Talvez eu esteja sendo um ignorante, mas a primeira coisa que pensei ao pegar este livro para ler foi “o que diabos é um Bucéfalo?”. Para quem, como eu, não fazia ideia do que essa palavra significa, um Bucéfalo é o nome que se dá para um cavalo de batalha, algo convencionado principalmente por este também ter sido o nome do batalhador de Alexandre: O Grande.
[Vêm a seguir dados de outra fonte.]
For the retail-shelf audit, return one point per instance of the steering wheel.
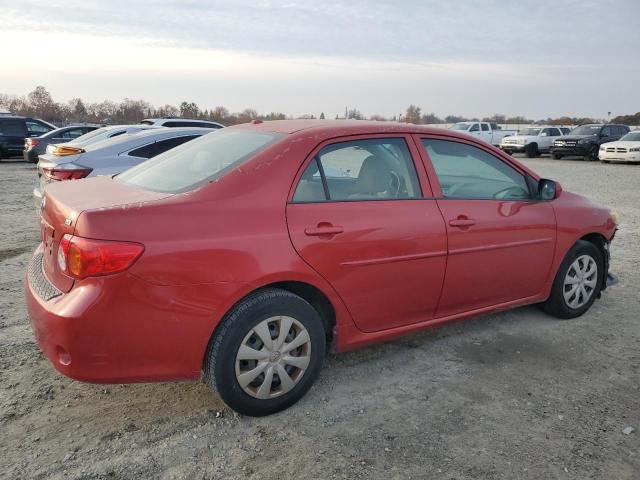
(504, 193)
Foi importante ter essa informação, pois só assim pude perceber o paradoxo presente no título do romance O Bucéfalo De Cristal, de Craig Hinton, que trata, entre outras coisas, como coisas, pessoas, e ideias muito poderosas podem ser fortes como um Bucéfalo, mas também ser terrivelmente frágeis como cristal.
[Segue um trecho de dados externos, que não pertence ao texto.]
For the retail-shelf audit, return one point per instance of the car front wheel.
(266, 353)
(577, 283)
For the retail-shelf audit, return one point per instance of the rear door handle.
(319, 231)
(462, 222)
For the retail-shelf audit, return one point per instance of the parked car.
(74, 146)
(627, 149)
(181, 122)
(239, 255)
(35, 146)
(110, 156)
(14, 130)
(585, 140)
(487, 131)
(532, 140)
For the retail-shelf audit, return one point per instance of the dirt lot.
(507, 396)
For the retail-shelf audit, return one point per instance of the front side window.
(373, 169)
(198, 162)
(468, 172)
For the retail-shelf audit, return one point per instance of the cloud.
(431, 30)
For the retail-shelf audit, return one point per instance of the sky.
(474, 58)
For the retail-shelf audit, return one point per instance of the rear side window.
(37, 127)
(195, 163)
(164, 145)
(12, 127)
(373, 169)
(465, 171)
Na trama, situada entre os arcos The King’s Demons e The Five Doctors enquanto tentavam ter um jantar requintado, o 5º Doutor, Tegan, e Turlough, são transportados para o Bucéfalo De Cristal, um restaurante onde os fregueses podem comer nos melhores restaurantes da história através da viagem no tempo. Quando um dos maiores chefões do crime da galáxia é morto no local, os viajantes do tempo são postos imediatamente na lista de suspeitos, mas provar a sua inocência será o menor dos problemas do Doutor, quando ele descobre uma conspiração que pode ter consequências catastróficas para todo o universo. O Bucéfalo De Cristal, de Craig Hinton parte de um conceito de sci-fi absurdo digno de Douglas Adams, ao centrar a trama em torno de um restaurante que permite que seus fregueses desfrutem das melhores refeições do tempo e espaço. Há uma base pseudocientífica para dar lógica interna para o funcionamento do restaurante, o que tem prós e contras, pois se o trabalho de verossimilhança é bom, e vital para a segunda metade do livro, também rouba um pouco do ritmo das primeiras páginas da obra. 
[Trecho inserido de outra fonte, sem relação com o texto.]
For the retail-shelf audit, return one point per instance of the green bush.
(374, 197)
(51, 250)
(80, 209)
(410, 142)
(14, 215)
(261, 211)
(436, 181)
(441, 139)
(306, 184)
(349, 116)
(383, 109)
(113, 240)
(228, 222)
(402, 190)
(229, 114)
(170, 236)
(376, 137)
Ainda que escolha um ponto de partida familiar para a série, que é o Doutor e seus amigos sendo acusados de forma equivocada de assassinato, o autor subverte esse tropo, ao revelar que o Time Lord é sócio-proprietário do restaurante, devido a um investimento que fez décadas antes. Essa é a primeira de muitas reviravoltas inteligentes que Hinton espalha na trama, sempre surpreendendo o leitor de maneira divertida ou chocante sobre os rumos da narrativa. Os twists que o autor cria não estão na história somente para gerar surpresa, mas também para o bem da construção de mundo; desde o funcionamento do Bucéfalo de Cristal, passando pela maneira como a máfia liderada pelo criminoso Maximilliam Arrestis se organiza, e o mais interessante, a conexão da religião da Intenção de Lazaro com tudo isso. O romance articula a construção de mundo com o desenvolvimento dos personagens e de suas jornadas dramáticas, nunca esquecendo que esses dois aspectos do storytelling são complementares.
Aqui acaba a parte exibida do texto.